• The Father of the Emoticon Chases His Great White Whale
    A look at the computer science professor who is famous because he invited :-). However, what he truly wants is to be known for is solving general AI.

    The fairy tale turns out to be an example of the role multiple viewpoints play in our understanding of reality — something that is extremely challenging for machines to grasp. To understand the story of the Three Little Pigs, one must comprehend what each of the characters knows. For a machine to replicate this understanding, it needs to recognize these individual sets of characters’ knowledge. It needs a single set to represent the pig’s knowledge of the world, another for the wolf’s, along with a representation of the mental state the wolf is trying to get the pig into — the deception. These contexts can be layered infinitely, and Fahlman is building a system that contains them.

  • The Really Big One
    If you live in the Pacific Northwest, you might be thankful that you don’t live in SF and have to worry about the danger of a huge earthquake – actually, that’s not true because you’re sitting on an even larger fault! This article has colorful descriptive language of what might potentially happen should a potential 9.0 earthquake hit.

    A grown man is knocked over by ankle-deep water moving at 6.7 miles an hour. The tsunami will be moving more than twice that fast when it arrives. Its height will vary with the contours of the coast, from twenty feet to more than a hundred feet. It will not look like a Hokusai-style wave, rising up from the surface of the sea and breaking from above. It will look like the whole ocean, elevated, overtaking land. Nor will it be made only of water—not once it reaches the shore. It will be a five-story deluge of pickup trucks and doorframes and cinder blocks and fishing boats and utility poles and everything else that once constituted the coastal towns of the Pacific Northwest.

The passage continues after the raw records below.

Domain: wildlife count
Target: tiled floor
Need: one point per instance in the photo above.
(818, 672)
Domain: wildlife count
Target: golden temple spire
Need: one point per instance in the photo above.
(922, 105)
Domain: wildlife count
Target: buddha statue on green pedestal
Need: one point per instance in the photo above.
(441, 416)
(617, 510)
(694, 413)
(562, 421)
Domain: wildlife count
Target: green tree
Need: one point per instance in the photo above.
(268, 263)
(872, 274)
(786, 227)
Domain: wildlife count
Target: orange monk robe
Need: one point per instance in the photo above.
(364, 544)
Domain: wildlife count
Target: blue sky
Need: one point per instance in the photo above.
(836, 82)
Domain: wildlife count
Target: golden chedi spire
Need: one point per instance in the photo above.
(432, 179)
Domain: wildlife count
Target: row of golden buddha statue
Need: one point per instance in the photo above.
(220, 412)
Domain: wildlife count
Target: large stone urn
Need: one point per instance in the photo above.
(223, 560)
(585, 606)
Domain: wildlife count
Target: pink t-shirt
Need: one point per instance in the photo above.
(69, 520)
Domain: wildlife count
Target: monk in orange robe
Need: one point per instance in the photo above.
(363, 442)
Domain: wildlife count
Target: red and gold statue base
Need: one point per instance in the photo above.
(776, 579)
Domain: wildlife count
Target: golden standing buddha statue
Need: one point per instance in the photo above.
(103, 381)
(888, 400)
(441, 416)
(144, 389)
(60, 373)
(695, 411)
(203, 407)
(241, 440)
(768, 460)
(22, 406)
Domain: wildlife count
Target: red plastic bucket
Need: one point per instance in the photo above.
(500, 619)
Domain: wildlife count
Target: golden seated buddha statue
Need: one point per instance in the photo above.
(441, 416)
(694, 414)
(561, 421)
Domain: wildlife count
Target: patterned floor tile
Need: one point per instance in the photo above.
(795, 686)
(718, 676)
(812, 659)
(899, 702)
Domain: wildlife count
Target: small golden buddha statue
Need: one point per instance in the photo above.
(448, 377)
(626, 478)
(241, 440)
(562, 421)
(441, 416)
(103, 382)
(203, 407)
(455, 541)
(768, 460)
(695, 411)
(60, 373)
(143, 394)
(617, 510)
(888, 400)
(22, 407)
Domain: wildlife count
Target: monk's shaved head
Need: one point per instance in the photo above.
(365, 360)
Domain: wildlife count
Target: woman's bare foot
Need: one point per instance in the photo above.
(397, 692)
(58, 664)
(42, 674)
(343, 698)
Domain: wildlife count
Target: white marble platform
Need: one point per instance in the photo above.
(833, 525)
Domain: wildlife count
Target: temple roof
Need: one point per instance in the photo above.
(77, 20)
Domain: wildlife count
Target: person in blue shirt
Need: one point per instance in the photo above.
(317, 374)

  • Up in the Air: Meet the Man Who Flies Around the World for Free
    The story of a key member of FlyerTalk, how he got into the hobby of gaming frequent flyer programs, and a little bit about how he spends his life.

    Schlappig is giving me this economics lesson while he waits in the spa of the first-class Virgin Atlantic Clubhouse in JFK Airport in New York. He has been up all night, downing eight cups of coffee and typing blog posts the entire flight; he maintains a militant work regimen, blogging only on Eastern time, jet lag be damned. “I think he’s not a person who was meant to work from nine to five,” says his mother. “Now he probably works 18 hours a day.” Schlappig is chatting through a complimentary massage, enjoying the elbow in his back from a plump spa therapist and straining occasionally to sip his dry gin with crème de mûre. She chats him back, smiling, and asks how he’s been — Schlappig knows almost the entire staff here by name, and he schedules his globe-trots to make a pit stop here every few weeks.

  • Jennifer Pan’s Revenge
    I remember following this news story in detail because it was about an Asian family in Toronto. Now that the trial is over, there’s a lot more information about what happened – and this account is even written by someone who went to the same high school as Jennifer Pan and her boyfriend.

    Jennifer’s parents assumed their daughter was an A student; in truth, she earned mostly Bs—respectable for most kids but unacceptable in her strict household. So Jennifer continued to doctor her report cards throughout high school. She received early acceptance to Ryerson, but then failed calculus in her final year and wasn’t able to graduate. The university withdrew its offer. Desperate to keep her parents from digging into her high school records, she lied and said she’d be starting at Ryerson in the fall. She said her plan was to do two years of science, then transfer over to U of T’s pharmacology program, which was her father’s hope. Hann was delighted and bought her a laptop. Jennifer collected used biology and physics textbooks and bought school supplies. In September, she pretended to attend frosh week. When it came to tuition, she doctored papers stating she was receiving an OSAP loan and convinced her dad she’d won a $3,000 scholarship.

  • Explaining White Privilege to a Broke White Person
    The most interesting thing about this article is how it breaks down the one word “Privilege” into different types of privilege. The generalization is overused, so it’s more interesting to think of how a person or a group is privileged compared to society – not all privilege is the same.

    I, maybe more than most people, can completely understand why broke white folks get pissed when the word “privilege” is thrown around. As a child I was constantly discriminated against because of my poverty, and those wounds still run very deep. But luckily my college education introduced me to a more nuanced concept of privilege: the term “intersectionality.” The concept of intersectionality recognizes that people can be privileged in some ways and definitely not privileged in others. There are many different types of privilege, not just skin-color privilege, that impact the way people can move through the world or are discriminated against. These are all things you are born into, not things you earned, that afford you opportunities that others may not have.